Testing applications is very important, but must be creatively exercised — perhaps we can follow the wearied expression of testing being more of an art than a science? Even packages like hypothesis still require some creative initialisation. What exactly should I test? How do I test that, and only that? Perhaps there are tests that should eventually pass, but don’t know (and you won’t be able to get around to them), or some in which the actual expected outcome is unclear. These latter two cases come up in my work quite a bit.
I rely heavily on pytest
to guarantee consistency and guard against breaking changes in various rule-based NLP applications. The development process will often follow the steps of:
- Collect sample text of target outcome from training data.
- Create tests with the sample texts.
- Develop algorithm until all tests pass.
- While reviewing additional sample texts, continue adding breaking changes to the test suite.
I typical test might look something like this:
import pytest @pytest.mark.parametrize(('text', 'exp'), [ ('Example text.', 1), ('Negative example.', 0), # ('Ambiguous example.', 1), # unclear what this should be # ('A really difficult case that I cannot handle.', 0), ]) def test_something(text, exp): assert algorithm(text) == exp
In the above example, I have commented out two lines due for two different reasons: one for its ambiguity (i.e., the project has not yet defined how the algorithm should extract this case) and the other for its complexity. I don’t want to get rid of these nor lose them on some page of documentation that lives elsewhere. At the same time, I don’t want to constantly see these as errors and spend time trying to determine which are the ones that I want to handle later.
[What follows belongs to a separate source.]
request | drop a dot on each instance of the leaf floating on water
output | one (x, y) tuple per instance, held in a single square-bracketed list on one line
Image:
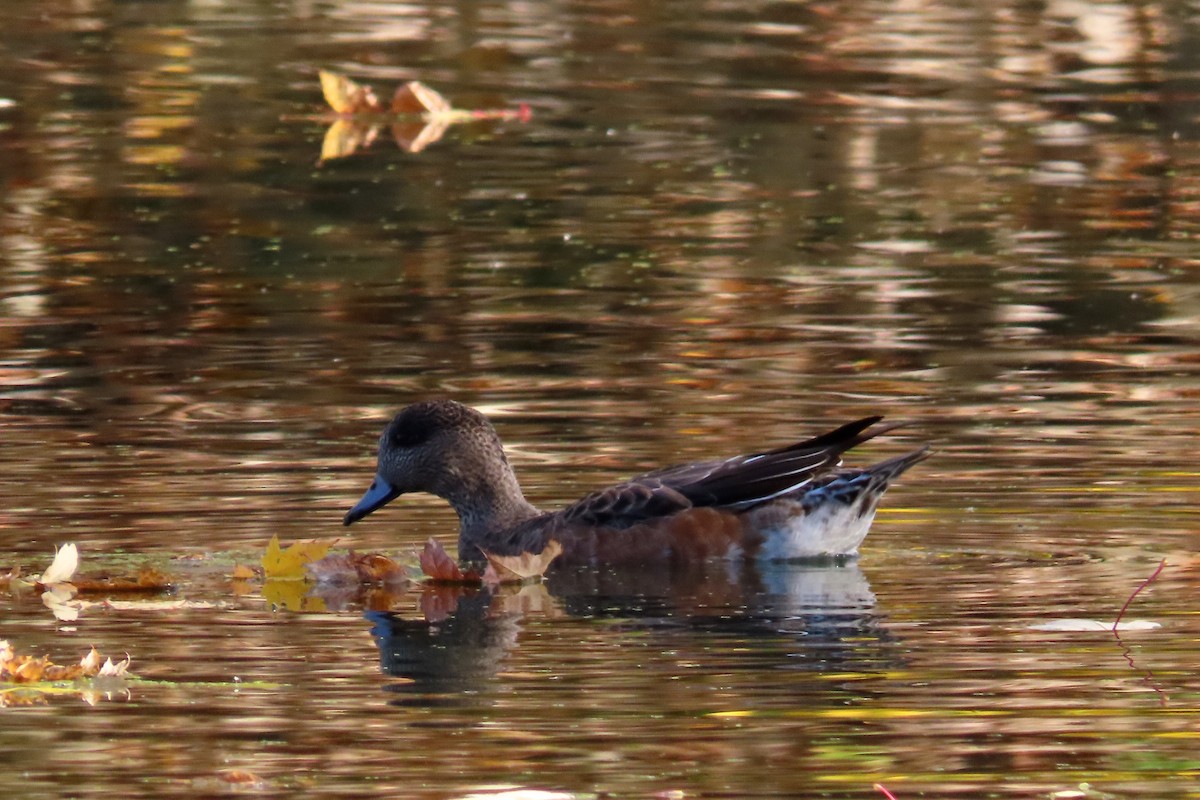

The commenting-out solution, however, is also a very poor solution.
I have not spent much time absorbing pytest’s documentation — I finally absorbed what fixtures are, but still can’t figure out many good applications within the NLP space — but I skimmed Brian Okken’s new pytest book and ran into the function (among others) pytest.param
. This function allows me to individually annotate any of the parameters groups that are being passed to the test_something
function.
For example, I can mark an individual example as xfail
(expected to fail) or skip
(to skip), and the test will still be reported in the pytest output as ‘expected fail’ or ‘skipped’. Further, these allow the inclusion of a ‘reason’ argument that will explain why this example was skipped.
Modifying the example above:
import pytest @pytest.mark.parametrize(('text', 'exp'), [ ('Example text.', 1), ('Negative example.', 0), pytest.param('Ambiguous example.', 1, marks=pytest.mark.skip(reason='unclear what this should be')), pytest.param('A really difficult case that I cannot handle.', 0, marks=pytest.mark.xfail(reason='difficult: see issue 162')), ]) def test_something(text, exp): assert algorithm(text) == exp
These two cases will still be reported — useful reminders of things that still need to be resolved — but will not cause my tests to fail.